O dia de São Guevara
            No sábado 14 de Junho de 1952, eu, fulano insignificante, completei 24 anos, à beira do transcendental quarto de século, das bodas de prata com a vida, que não me tratou assim tão mal, afinal de contas. Fui ao rio cedo, para tentar mais uma vez a sorte com os peixes, mas este desporto é como o jogo: o que começa por ganhar acaba perdendo. Pela tarde, jogámos uma partida de futebol em que ocupei o meu habitual lugar de guarda-redes, com melhor resultado que nas vezes anteriores. À noite, depois de passar por casa do doutor Bresciani, que nos presenteou com uma rica e abundante refeição, receberam-nos no nosso refeitório com a bebida nacional, o pisco, de cujos efeitos no sistema nervoso central Alberto tem experiência exacta. Já com os ânimos um tanto alegrados, o director da colónia[4] fez-nos um brinde muito simpático e eu, já meio “piscado”, elaborei mais ou menos o discurso que se segue:
            “Bom, é uma obrigação para mim agradecer com algo mais que com um gesto convencional o brinde que nos oferece o Dr. Bresciani. Nas condições precárias em que viajámos, só nos resta a palavra como recurso da expressão afectiva, e é empregando-a que quero manifestar o meu agradecimento, e o do meu companheiro de viagem, a todo o pessoal da colónia que, quase sem nos conhecer, nos proporcionou esta magnífica demonstração de afecto, que significa para nós a deferência de festejar o nosso aniversário, como se fosse a festa íntima de algum de vós. Mas há algo mais; dentro de poucos dias deixaremos o território peruano, e por isso estas palavras assumem um segundo significado, o de uma despedida. Aqui ponho todo o meu empenho em expressar o nosso reconhecimento a todo o povo deste país, que sempre nos cumulou de amabilidades, desde a nossa chegada a Tacna. Quero salientar mais uma coisa, um pouco à margem do tema deste brinde: ainda que a modéstia das nossas pessoas nos impeça de ser porta-vozes de tal causa, cremos, e depois desta viagem mais firmemente que antes, que é completamente fictícia a divisão da América em nacionalidades incertas e ilusórias. Constituímos uma só raça mestiça que, desde o México até ao estreito de Magalhães, apresenta notáveis semelhanças etnográficas. Por isso, procurando libertar-me de toda a carga de provincialismo estreito, brindo pelo Peru e pela América Unida.”
(pp. 110-111)

Che Guevara (1996).

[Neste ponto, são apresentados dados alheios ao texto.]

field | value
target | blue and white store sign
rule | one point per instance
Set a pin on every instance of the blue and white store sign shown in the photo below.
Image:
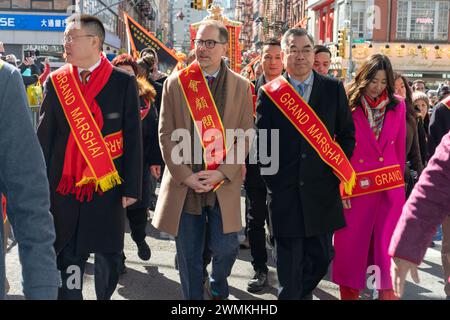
(32, 22)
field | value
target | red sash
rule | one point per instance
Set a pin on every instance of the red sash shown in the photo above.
(4, 208)
(306, 121)
(99, 171)
(254, 96)
(446, 102)
(377, 180)
(205, 115)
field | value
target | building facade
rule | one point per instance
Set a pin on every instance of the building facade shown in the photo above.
(34, 25)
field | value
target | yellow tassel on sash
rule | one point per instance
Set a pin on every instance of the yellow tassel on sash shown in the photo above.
(348, 186)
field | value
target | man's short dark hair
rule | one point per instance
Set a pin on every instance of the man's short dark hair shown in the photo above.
(92, 23)
(223, 32)
(294, 32)
(318, 48)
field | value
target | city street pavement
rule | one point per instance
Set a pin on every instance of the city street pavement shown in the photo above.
(157, 278)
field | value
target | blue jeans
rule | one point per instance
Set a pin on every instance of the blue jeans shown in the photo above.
(190, 243)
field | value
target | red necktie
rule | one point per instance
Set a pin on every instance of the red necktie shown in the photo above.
(84, 75)
(210, 81)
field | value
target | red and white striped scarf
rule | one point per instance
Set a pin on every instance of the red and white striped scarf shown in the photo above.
(375, 109)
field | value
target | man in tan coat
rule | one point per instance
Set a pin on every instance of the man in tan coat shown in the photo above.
(189, 194)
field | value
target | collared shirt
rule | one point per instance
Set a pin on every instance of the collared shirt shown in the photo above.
(212, 75)
(91, 69)
(308, 83)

Viagem pela América. Lisboa: Edições Dinossauro.

Notas nossas:


[1] A motocicleta com que empreenderam parte da viagem, uma Norton 500 cc. fabricada em 1939.
[2] O cão que com eles partilhou o início da aventura.
[3] Por esta altura a Poderosa deixou já de lhes fazer companhia.
[4] Os dois viajantes encontram-se nesta altura na leprosaria de San Pablo (Peru) – recorde-se que Guevara era finalista de medicina.